After preparing the data, I tested performing find in each of the 8 fields. Thanks to having all the values of the same lenght and beginning with decimal separator, I could use the same search criteria in both text and number fields to return all 100,000 records as the result found set. The criteria was: >.0
I also ran all tests three times in a row to minimize impact of caching or other factors that I did not have under control.
When testing with indexed fields and the 1 of 100 data set (typical situation when using values selected from a value list or IDs of related records), the result was quite expectable. Searching in a number field was significantly faster than searching in a text field.
The same test, just with unique values, gave me similar result. Here again, searching in a number field was much faster, and the difference was even bigger than with the 1 of 100 test. This clearly indicates that number index is much more efficient for searches than text index.
The following test was already a bit more interesting. After switching to unindexed fields, I expected search performance in both number and text field to be about the same. This my assumption was based on the fact, presented by Clay Maeckel in his Under the Hood session at FileMaker DevCon 2016, that FileMaker internally stores numbers as text. So what a surprise it was for me to find out that actually number fields perform slightly worse than text fields when performing finds without index.
After thinking about it, I believe, although I don’t have it confirmed, that when searching in a number field each value actually needs to be converted to number in order to evaluate the search criteria mathematically, while when searching in a text field a simple text comparison is used, and the extra overhead of dealing with numbers is what’s making them slower when searching without index.
However, the most interesting result popped up at me when I compared all the 8 tests in a single chart:
There was no doubt that non-unique values and indexed fields will perform the best. But as you can see in the chart, the absolute worst case is not one of the unindexed searches. The longest search time was measured when searching in indexed text field containing unique values. It was even almost twice as slow as searching in unindexed field.
What does this mean?
When the Get(UUID) function was introduced in FileMaker Pro 12, many developers started to use it to generate unique record IDs. Later few people in the community started pointing out that it’s actually causing significant performance hit in comparison to number-based IDs. I don’t want to deny credit for finding this out to anyone, but I think the first one I read this comment from was Jeremy Bante. In any case, many people confirmed since then that numeric UUIDs perform significantly better than text-based UUIDs and several custom functions appeared to help generating numeric UUIDs, such as this one contributed by Jeremy: https://www.briandunning.com/cf/1246
But have you ever imagined that looking up the text-based UUID in an indexed ID field could be even significantly slower than searching for the same ID in an unindexed field? I have to admit that in this case I have not tested exact value match criteria or Go To Related Records, which would be more relevant for using IDs, and I am actually planning to do that comparison at some point, but it’s good to know that the text index may have significant overhead.

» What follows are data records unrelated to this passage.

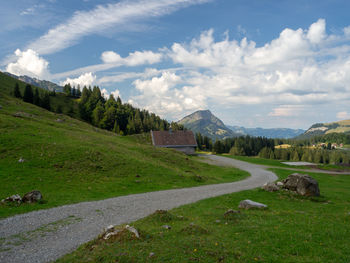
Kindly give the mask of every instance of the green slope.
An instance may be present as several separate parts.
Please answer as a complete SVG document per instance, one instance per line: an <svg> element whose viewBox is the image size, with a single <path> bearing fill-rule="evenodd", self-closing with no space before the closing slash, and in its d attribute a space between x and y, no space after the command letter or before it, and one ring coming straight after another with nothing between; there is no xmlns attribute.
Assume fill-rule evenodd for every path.
<svg viewBox="0 0 350 263"><path fill-rule="evenodd" d="M3 77L3 76L1 76ZM0 205L0 217L130 193L235 181L247 174L122 137L8 96L0 79L0 199L37 189L43 204ZM23 88L23 85L21 84ZM17 117L16 117L17 115ZM147 141L147 140L146 140ZM19 163L23 158L25 162Z"/></svg>
<svg viewBox="0 0 350 263"><path fill-rule="evenodd" d="M304 134L298 136L297 139L308 139L330 133L350 134L350 120L313 124Z"/></svg>

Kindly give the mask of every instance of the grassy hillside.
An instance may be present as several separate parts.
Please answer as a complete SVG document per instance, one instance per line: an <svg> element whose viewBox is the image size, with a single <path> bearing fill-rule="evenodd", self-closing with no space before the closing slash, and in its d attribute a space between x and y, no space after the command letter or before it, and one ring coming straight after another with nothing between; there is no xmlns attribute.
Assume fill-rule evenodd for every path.
<svg viewBox="0 0 350 263"><path fill-rule="evenodd" d="M350 262L350 177L312 176L321 197L255 189L210 198L132 223L140 239L96 239L58 262ZM224 216L244 199L268 209Z"/></svg>
<svg viewBox="0 0 350 263"><path fill-rule="evenodd" d="M24 88L27 83L24 83L20 80L16 80L13 77L10 77L2 72L0 72L0 94L2 95L12 95L15 84L18 83L20 92L23 95ZM32 85L33 90L35 87ZM47 92L47 90L38 88L39 94L41 95L43 92ZM56 93L56 96L50 96L50 104L52 111L56 111L60 106L62 109L62 113L68 114L74 118L78 118L78 103L75 99L69 98L65 96L63 93Z"/></svg>
<svg viewBox="0 0 350 263"><path fill-rule="evenodd" d="M297 139L308 139L314 136L330 133L350 134L350 120L336 121L330 123L316 123L312 125L304 134L298 136Z"/></svg>
<svg viewBox="0 0 350 263"><path fill-rule="evenodd" d="M3 86L1 86L1 84ZM0 205L0 217L130 193L242 179L142 136L122 137L6 95L0 82L0 199L40 190L43 204ZM22 86L23 87L23 86ZM23 158L25 161L19 163Z"/></svg>

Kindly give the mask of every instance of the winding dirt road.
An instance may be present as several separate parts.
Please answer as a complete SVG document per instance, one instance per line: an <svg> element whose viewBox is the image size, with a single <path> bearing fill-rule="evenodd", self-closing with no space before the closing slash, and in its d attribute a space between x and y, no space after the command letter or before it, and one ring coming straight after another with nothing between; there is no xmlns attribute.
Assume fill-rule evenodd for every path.
<svg viewBox="0 0 350 263"><path fill-rule="evenodd" d="M172 209L201 199L253 189L277 176L264 167L208 155L205 162L237 167L251 174L233 183L165 190L83 202L21 214L0 221L0 262L48 262L98 236L108 225L143 218L157 209Z"/></svg>

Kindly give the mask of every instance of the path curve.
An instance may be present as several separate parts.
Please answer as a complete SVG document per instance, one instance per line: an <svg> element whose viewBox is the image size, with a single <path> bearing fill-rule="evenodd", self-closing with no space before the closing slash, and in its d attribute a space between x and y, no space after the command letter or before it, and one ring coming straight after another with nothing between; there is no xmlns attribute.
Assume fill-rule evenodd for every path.
<svg viewBox="0 0 350 263"><path fill-rule="evenodd" d="M233 183L120 196L3 219L0 221L0 262L52 261L94 239L108 225L128 223L157 209L168 210L205 198L256 188L277 179L273 172L259 165L215 155L205 156L203 160L214 165L237 167L251 176Z"/></svg>

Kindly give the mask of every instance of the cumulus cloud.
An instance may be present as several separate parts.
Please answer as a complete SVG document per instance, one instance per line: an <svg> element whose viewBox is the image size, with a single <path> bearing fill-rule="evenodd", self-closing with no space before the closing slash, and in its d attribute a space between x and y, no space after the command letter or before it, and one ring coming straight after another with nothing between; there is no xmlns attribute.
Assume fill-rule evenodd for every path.
<svg viewBox="0 0 350 263"><path fill-rule="evenodd" d="M114 91L112 91L112 92L109 92L108 90L106 90L106 89L102 89L101 90L101 93L102 93L102 95L105 97L105 99L108 99L109 98L109 95L113 95L113 97L116 99L116 98L118 98L118 97L122 97L121 95L120 95L120 91L118 90L118 89L116 89L116 90L114 90Z"/></svg>
<svg viewBox="0 0 350 263"><path fill-rule="evenodd" d="M67 78L65 81L62 81L60 84L66 85L66 84L70 84L72 87L77 87L78 85L80 87L84 87L84 86L93 86L96 82L96 75L92 74L92 72L89 73L85 73L80 75L77 78L71 79L71 78Z"/></svg>
<svg viewBox="0 0 350 263"><path fill-rule="evenodd" d="M200 88L178 86L181 83L181 77L168 71L149 80L138 79L133 84L141 95L132 97L130 102L161 116L169 116L171 112L174 118L180 118L183 112L204 109L205 98Z"/></svg>
<svg viewBox="0 0 350 263"><path fill-rule="evenodd" d="M169 118L176 118L178 111L184 115L190 99L192 109L259 105L272 108L270 117L286 118L305 115L304 105L350 102L348 31L328 35L326 21L319 19L307 29L286 28L278 38L257 47L254 41L230 40L228 35L217 41L214 31L208 30L189 43L164 49L182 67L174 73L180 82L173 85L166 74L136 80L141 95L133 101L152 104L153 110L167 112Z"/></svg>
<svg viewBox="0 0 350 263"><path fill-rule="evenodd" d="M77 43L82 37L103 30L138 22L148 17L159 17L189 5L209 0L136 0L99 5L91 11L78 11L67 22L51 28L29 45L40 54L51 54Z"/></svg>
<svg viewBox="0 0 350 263"><path fill-rule="evenodd" d="M340 111L337 113L337 119L340 119L340 120L350 119L350 113L348 113L347 111Z"/></svg>
<svg viewBox="0 0 350 263"><path fill-rule="evenodd" d="M40 57L34 50L28 49L26 51L21 51L17 49L15 51L15 56L17 61L7 65L7 72L18 76L27 75L39 79L49 77L49 62Z"/></svg>
<svg viewBox="0 0 350 263"><path fill-rule="evenodd" d="M139 66L160 62L162 54L152 51L135 51L130 53L129 56L122 58L114 51L105 51L102 53L101 59L104 63L115 64L115 66Z"/></svg>

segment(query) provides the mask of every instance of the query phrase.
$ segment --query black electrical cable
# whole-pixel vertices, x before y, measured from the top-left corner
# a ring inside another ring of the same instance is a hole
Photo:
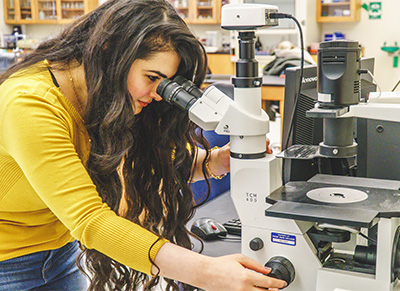
[[[289,131],[288,131],[288,134],[287,134],[287,137],[286,137],[285,145],[283,147],[283,149],[286,149],[288,144],[289,144],[290,135],[291,135],[291,133],[293,131],[293,124],[294,124],[293,120],[294,120],[294,116],[296,115],[297,102],[298,102],[298,99],[299,99],[299,96],[300,96],[300,93],[301,93],[301,85],[302,85],[302,82],[303,82],[303,69],[304,69],[303,30],[301,29],[301,25],[300,25],[299,21],[291,14],[287,14],[287,13],[269,13],[268,16],[270,18],[278,18],[278,19],[289,18],[289,19],[292,19],[296,23],[296,25],[297,25],[297,27],[299,29],[299,34],[300,34],[300,48],[301,48],[300,81],[299,81],[299,88],[298,88],[298,91],[297,91],[297,95],[294,98],[293,111],[292,111],[292,114],[290,116]],[[281,118],[283,118],[283,116]]]
[[[366,240],[369,240],[369,241],[372,242],[373,244],[377,244],[377,243],[378,243],[375,239],[373,239],[372,237],[369,237],[369,236],[363,234],[362,232],[360,232],[359,235],[362,236],[363,238],[365,238]]]
[[[290,139],[290,135],[292,134],[293,131],[293,126],[294,126],[294,117],[296,116],[296,109],[297,109],[297,103],[300,97],[300,93],[301,93],[301,85],[303,83],[303,70],[304,70],[304,40],[303,40],[303,30],[301,29],[301,25],[299,23],[299,21],[291,14],[288,13],[269,13],[268,17],[270,18],[278,18],[278,19],[283,19],[283,18],[289,18],[292,19],[296,25],[297,28],[299,29],[299,34],[300,34],[300,49],[301,49],[301,59],[300,59],[300,81],[299,81],[299,88],[297,91],[297,95],[294,96],[294,103],[293,103],[293,109],[290,115],[290,122],[289,122],[289,130],[288,130],[288,134],[286,136],[286,141],[285,144],[282,145],[282,150],[285,150],[288,147],[289,144],[289,139]],[[281,118],[283,118],[283,116],[281,116]],[[284,166],[285,163],[285,159],[283,159],[282,161],[282,179],[284,179],[285,175],[284,175]],[[285,182],[285,181],[283,181]]]
[[[399,86],[400,84],[400,80],[397,82],[397,84],[394,86],[394,88],[392,89],[392,92],[394,92],[394,90],[396,90],[397,86]]]

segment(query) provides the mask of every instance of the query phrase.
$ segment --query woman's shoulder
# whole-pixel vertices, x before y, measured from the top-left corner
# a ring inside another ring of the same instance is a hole
[[[0,85],[0,104],[35,98],[54,102],[61,94],[54,84],[46,61],[12,74]]]

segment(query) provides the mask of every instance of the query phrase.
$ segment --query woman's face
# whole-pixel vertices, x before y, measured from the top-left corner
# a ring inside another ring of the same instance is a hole
[[[162,100],[156,93],[157,86],[162,79],[176,74],[180,61],[178,54],[171,50],[133,62],[128,75],[128,90],[132,96],[135,114],[139,114],[153,100]]]

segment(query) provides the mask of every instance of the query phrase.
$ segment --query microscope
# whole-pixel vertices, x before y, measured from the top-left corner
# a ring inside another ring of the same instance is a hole
[[[261,106],[262,77],[255,59],[255,30],[277,26],[277,13],[278,7],[264,4],[222,7],[222,28],[238,31],[239,59],[232,78],[234,100],[212,85],[199,92],[190,81],[179,77],[164,79],[157,88],[163,99],[188,111],[190,120],[202,129],[230,136],[231,197],[242,224],[244,254],[248,254],[253,233],[268,223],[264,215],[266,197],[282,185],[281,160],[266,155],[269,117]],[[280,266],[281,260],[285,261],[274,258],[272,263]],[[294,278],[292,266],[289,273],[288,283]]]
[[[164,79],[157,93],[204,130],[230,136],[241,251],[271,267],[287,290],[400,290],[400,181],[317,174],[282,185],[282,160],[296,158],[294,151],[266,155],[269,119],[261,109],[254,31],[283,17],[272,5],[223,6],[222,27],[239,31],[233,100],[179,78]],[[318,101],[307,116],[323,119],[324,139],[305,158],[355,158],[354,121],[400,124],[400,105],[360,100],[365,72],[357,42],[322,43],[318,54]]]

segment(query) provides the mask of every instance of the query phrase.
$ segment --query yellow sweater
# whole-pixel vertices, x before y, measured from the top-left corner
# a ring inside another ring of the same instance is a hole
[[[83,121],[47,65],[0,86],[0,261],[77,239],[150,274],[148,252],[157,236],[102,202],[84,166]],[[165,242],[151,249],[152,259]]]

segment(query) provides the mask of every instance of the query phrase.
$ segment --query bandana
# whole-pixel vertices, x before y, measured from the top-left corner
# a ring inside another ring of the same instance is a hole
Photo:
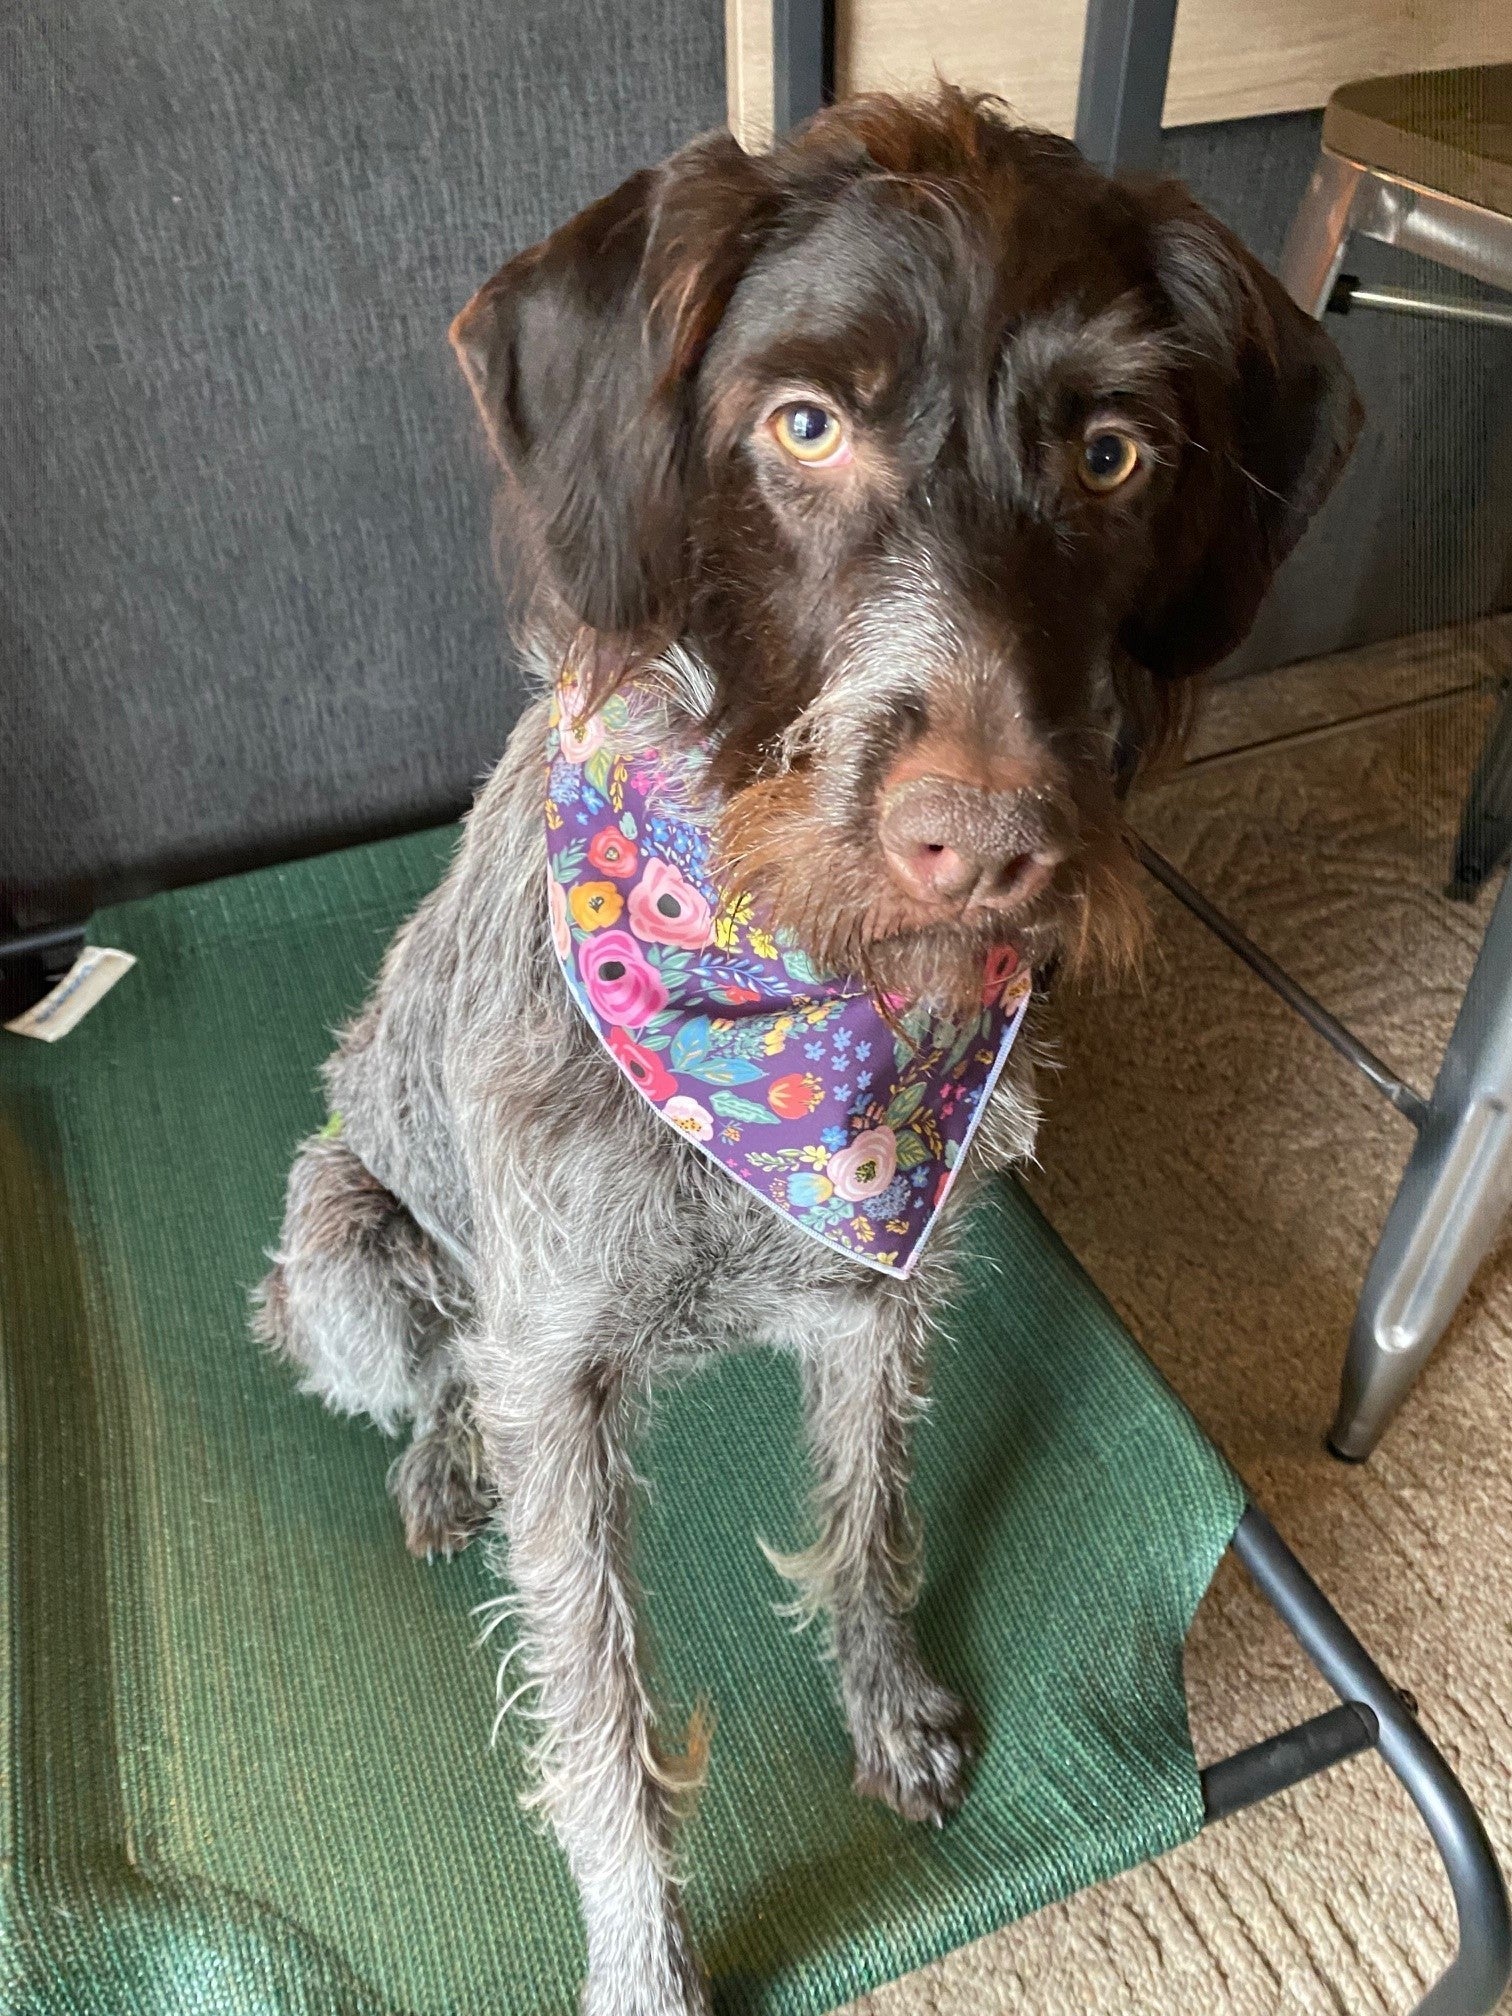
[[[551,934],[573,1000],[671,1127],[837,1252],[907,1275],[1023,1023],[994,951],[964,1018],[817,972],[715,878],[708,749],[631,682],[547,739]],[[884,1013],[884,1005],[886,1012]]]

Think about it before turning on index for text fields in general. If you are likely to have repeating values from a value list in your field, having a value index is definitely going to help. If you’re going to store natural text in your field and likely to search for words that appear many times, word index is probably going to be your friend. But if your text field is going to hold unique values, the index overhead is something you may want to avoid.